How we do
I was having a conversation with a friend who asked me how I’m able to keep up an exercise regimen 6 days a week.
I exercise before work, setting my alarm for 4:30 and getting to the gym by 5:15 or the track by 6:00 am. So her question is a good one. At least half of the time I am fighting the alarm and trying to talk myself into the benefits of sleeping in just this once.
But I don’t.
Once I’m fully conscious, I’m out of bed, dressed in my exercise clothes, and having a cup of coffee. Everyone has their little quirks in the morning (I hope) and mine is I don’t like the flavor of coffee or freshly squeezed orange juice after I brush my teeth. So I keep an extra toothbrush downstairs so I can brush just before I leave the house.
And that’s it. I’m gone.
What keeps me at it? Yes my running coach sets up a weekly training schedule so I'm not thinking too much about what I'm doing day by day but that's only part if it.
When I’m training on my own at the gym I do a morning read-in on the treadmill to warm up and I listen to several short newscasts while I’m rolling on the mat. If there are a group of us all rolling at the same time, as soon as one person unplugs, the rest of us will begin to engage. We’ll talk about the news, the weather, a movie, a new restaurant.

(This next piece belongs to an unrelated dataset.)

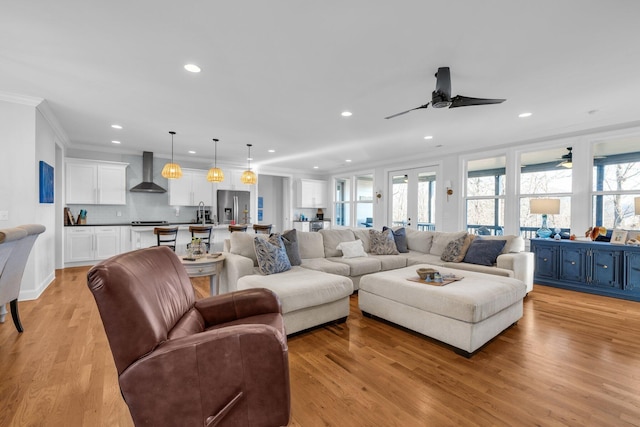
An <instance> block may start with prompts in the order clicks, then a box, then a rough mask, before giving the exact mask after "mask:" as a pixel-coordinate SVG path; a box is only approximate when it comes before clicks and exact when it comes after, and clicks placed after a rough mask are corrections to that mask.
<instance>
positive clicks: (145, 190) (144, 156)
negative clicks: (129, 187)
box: [129, 151, 167, 193]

I call this my intentional community (IC), to quote author and strength coach Dan John. Even when I'm running hard on the treadmill or using every bit of focus on my lat pull downs I am aware of my IC. We acknowledge each other. We catch each other in a moment of frustration but also when we've done something better than we've done before.

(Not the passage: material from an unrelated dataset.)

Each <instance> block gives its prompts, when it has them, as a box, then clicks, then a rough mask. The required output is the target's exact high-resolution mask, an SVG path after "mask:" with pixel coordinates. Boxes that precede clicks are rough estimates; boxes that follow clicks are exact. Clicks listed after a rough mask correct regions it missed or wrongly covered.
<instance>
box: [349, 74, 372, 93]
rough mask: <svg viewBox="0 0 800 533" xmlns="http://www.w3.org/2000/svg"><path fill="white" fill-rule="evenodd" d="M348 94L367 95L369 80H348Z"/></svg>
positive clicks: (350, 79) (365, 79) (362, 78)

We smile when we see each other running or biking on the Capital Crescent Trail on the weekends and we always take the time to catch up with what we're working on in the gym.
Even when I'm training with Nancy in the early mornings we're sharing pleasantries with other trainers and clients. Whatever else we've got going on in our lives we've also got our IC to round things out.
In my experience I've never met a person who did not want to exercise. The big challenge was getting out there and doing it.
I think if you can find the fun you'll be ok.
It almost doesn't matter what you do or where you find the fun.
I remember when I first started exercising in February 2014 all I did at the gym most mornings when I was on my own was walk on the treadmill with a home-brewed great cup of coffee. I was training with Reuel at the time and he had told me that in order for me to begin to see results I needed to exercise several days a week. He was usually there training other clients in the morning but he always took the time to check in with me, to say hello.
At that time the IC was the fun, and it still is.
But you can also find the fun in the cool gear. Or in the carbs you're eating to fuel your workouts. Listening to music. (When else do you have time in your day to listen to music?) Doing intervals on the local high school track or running the bleachers.
You get my point. Go for it.
Find the fun.
I was listening to an interview with Elizabeth Gilbert, author of Eat, Pray, Love, about her new book, Big Magic: Creative Living Beyond Fear. Gilbert's point is that often it takes creativity to take our lives in new directions. To get a better job, to seek a promotion, to meet a life partner and fall in love. Yet what typically holds us back from being creative is fear.
So much of my training has been about encountering my fears and overcoming them. I had not thought about connecting overcoming fear to creativity, but I think Gilbert is on to something interesting.
So often when we've got a tweak in our knees or an ache in our back we stop exercising. What we need to do is figure out what's causing the instability or discomfort and get creative about working around our issues. But it's fear that keeps us from trying out different ways of moving, right?
Apparently Gilbert's book is considered a self-help guide to overcoming fear. I'll pick it up and let you know what think.